'It was you who were kind to think of me! I am very, very pleased to meet you again,' he said.
She was three years his elder, and had first met him in a wretched house in the Rue de Bercy, where he had resided when beginning life as an assistant engineer at some adjacent works. Very discreet, and practising charity in person and by stealth, she had been in the habit of calling at this house to see a mason who had been left a widower with six children, two of them little girls. And the young man being in the garret, with these little girls on his knees, one evening when she had brought some food and linen, they had become acquainted. Luc had afterwards had occasion to visit her at the mansion near the Parc Monceau in connection with other charitable undertakings in which they were both interested.
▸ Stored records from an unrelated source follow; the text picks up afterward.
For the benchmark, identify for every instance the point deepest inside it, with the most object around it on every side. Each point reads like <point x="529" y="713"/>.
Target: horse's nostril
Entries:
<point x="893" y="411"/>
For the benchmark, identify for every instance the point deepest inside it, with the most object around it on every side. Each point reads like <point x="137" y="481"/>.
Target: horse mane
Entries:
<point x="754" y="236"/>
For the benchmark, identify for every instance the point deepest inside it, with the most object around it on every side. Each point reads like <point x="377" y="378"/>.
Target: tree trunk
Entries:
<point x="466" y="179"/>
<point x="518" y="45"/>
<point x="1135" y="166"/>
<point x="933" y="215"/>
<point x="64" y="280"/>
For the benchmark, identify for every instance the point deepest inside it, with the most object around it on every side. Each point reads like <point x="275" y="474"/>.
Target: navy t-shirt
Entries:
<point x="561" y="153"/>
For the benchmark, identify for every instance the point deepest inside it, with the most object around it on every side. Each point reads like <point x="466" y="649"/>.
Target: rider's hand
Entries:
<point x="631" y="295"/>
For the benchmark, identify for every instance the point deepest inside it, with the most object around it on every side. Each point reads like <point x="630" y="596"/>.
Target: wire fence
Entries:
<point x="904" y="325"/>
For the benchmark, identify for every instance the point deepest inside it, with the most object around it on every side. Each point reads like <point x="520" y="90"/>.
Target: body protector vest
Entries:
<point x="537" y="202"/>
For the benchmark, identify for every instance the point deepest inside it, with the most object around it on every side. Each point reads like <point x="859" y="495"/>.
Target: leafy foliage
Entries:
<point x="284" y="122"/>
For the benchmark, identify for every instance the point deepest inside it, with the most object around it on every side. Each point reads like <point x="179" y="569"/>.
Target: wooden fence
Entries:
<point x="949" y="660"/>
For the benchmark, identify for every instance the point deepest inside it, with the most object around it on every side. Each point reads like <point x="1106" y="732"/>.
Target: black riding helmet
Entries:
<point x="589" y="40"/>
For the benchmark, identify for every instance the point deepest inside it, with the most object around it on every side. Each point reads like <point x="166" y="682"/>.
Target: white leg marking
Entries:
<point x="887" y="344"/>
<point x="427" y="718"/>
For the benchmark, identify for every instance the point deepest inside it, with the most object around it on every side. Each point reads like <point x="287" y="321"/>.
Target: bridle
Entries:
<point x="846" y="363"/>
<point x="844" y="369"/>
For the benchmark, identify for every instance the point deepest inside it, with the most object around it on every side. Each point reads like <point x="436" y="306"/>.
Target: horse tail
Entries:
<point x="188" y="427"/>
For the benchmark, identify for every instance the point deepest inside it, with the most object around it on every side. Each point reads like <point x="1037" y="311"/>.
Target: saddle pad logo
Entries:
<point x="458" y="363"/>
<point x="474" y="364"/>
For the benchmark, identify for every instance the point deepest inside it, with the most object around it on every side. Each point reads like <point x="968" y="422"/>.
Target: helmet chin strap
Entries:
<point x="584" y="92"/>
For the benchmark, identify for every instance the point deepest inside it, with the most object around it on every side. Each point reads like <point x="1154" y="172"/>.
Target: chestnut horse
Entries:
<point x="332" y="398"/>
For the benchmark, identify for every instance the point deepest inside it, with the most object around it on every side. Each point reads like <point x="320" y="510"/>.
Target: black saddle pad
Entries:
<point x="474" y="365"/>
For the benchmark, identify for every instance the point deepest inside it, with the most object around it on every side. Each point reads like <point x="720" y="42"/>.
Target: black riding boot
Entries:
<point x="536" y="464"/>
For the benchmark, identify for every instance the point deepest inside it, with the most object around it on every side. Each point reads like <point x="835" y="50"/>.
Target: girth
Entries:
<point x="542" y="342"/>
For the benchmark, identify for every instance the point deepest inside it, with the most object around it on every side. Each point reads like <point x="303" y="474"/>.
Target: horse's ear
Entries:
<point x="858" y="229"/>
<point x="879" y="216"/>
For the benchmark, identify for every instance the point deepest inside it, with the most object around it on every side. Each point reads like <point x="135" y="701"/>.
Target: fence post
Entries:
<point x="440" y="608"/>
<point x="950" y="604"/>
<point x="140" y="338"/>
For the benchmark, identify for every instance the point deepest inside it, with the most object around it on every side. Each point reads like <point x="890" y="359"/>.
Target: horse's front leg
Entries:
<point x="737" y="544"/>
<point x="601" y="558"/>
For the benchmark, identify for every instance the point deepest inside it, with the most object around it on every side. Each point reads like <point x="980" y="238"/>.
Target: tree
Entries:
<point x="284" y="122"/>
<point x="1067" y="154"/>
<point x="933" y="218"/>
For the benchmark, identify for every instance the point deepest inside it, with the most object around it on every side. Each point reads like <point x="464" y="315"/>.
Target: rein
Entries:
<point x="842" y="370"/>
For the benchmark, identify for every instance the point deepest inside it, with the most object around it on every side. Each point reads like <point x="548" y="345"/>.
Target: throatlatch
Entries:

A feeling of great sympathy had then gradually drawn them together, and he had become her assistant and messenger in matters known to them alone. Thus he had ended by visiting the mansion regularly, being invited to most of the entertainments there during two successive winters. And it was there too that he had first met the Jordans.
'If you only knew how people regret you, how your departure was lamented!' he added by way of allusion to their former benevolent alliance.
Suzanne made a little gesture of emotion, and replied in a low, voice: 'Whenever I think of you, I am distressed that you are not here, for there is so much to be done.'
Luc, however, had just noticed Paul, who ran up with some wild flowers in his hand; and the young man burst into exclamations at seeing how much the boy had grown. Very fair and slim, he had a gentle, smiling face, and greatly resembled his mother.
'Well,' said the latter gaily, 'he will now soon be seven years old. He is already a little man.'
Seated and talking together like brother and sister in the warm radiance of that September day, Luc and Suzanne became so absorbed in their happy recollections that they did not even perceive Boisgelin descend the steps and advance towards them. Smart of mien, wearing a well-cut country jacket, and a single eye-glass, the master of La Guerdache was a brawny coxcomb with grey eyes, a large nose, and waxed moustaches. He brought his dark brown hair in curls over his narrow brow, which was already being denuded by baldness.
'Good day, my dear Froment,' he exclaimed, with a lisp which he exaggerated so as to be the more in the fashion. 'A thousand thanks for consenting to make one of us.'
Then, without more ado, after a vigorous hand-shake à l'Anglaise, he turned to his wife: 'I say, my dear, I hope orders were given to send the victoria to Delaveau's.'
There was no occasion for Suzanne to reply, for just then the victoria came up the avenue of elms, and the Delaveaus alighted before the stone table. Delaveau was a short, broad-shouldered man, possessing a bull-dog's head, massive, low, and with projecting jaw-bones. With his snub nose, big goggle eyes, and fresh-coloured cheeks half hidden by a thick black beard, he carried himself in a military, authoritative manner. A delightful contrast was presented by his wife Fernande, a tall and supple brunette with blue eyes and superb shoulders. Never had more sumptuous or blacker hair crowned a more pure or whiter countenance, with large azure eyes of glowing tenderness, and a small fresh mouth whose little teeth seemed to be of unchangeable brilliancy, and strong enough to break pebbles. She herself, however, was proudest of her delicately shaped feet, in which she found an incontestable proof of her princely origin.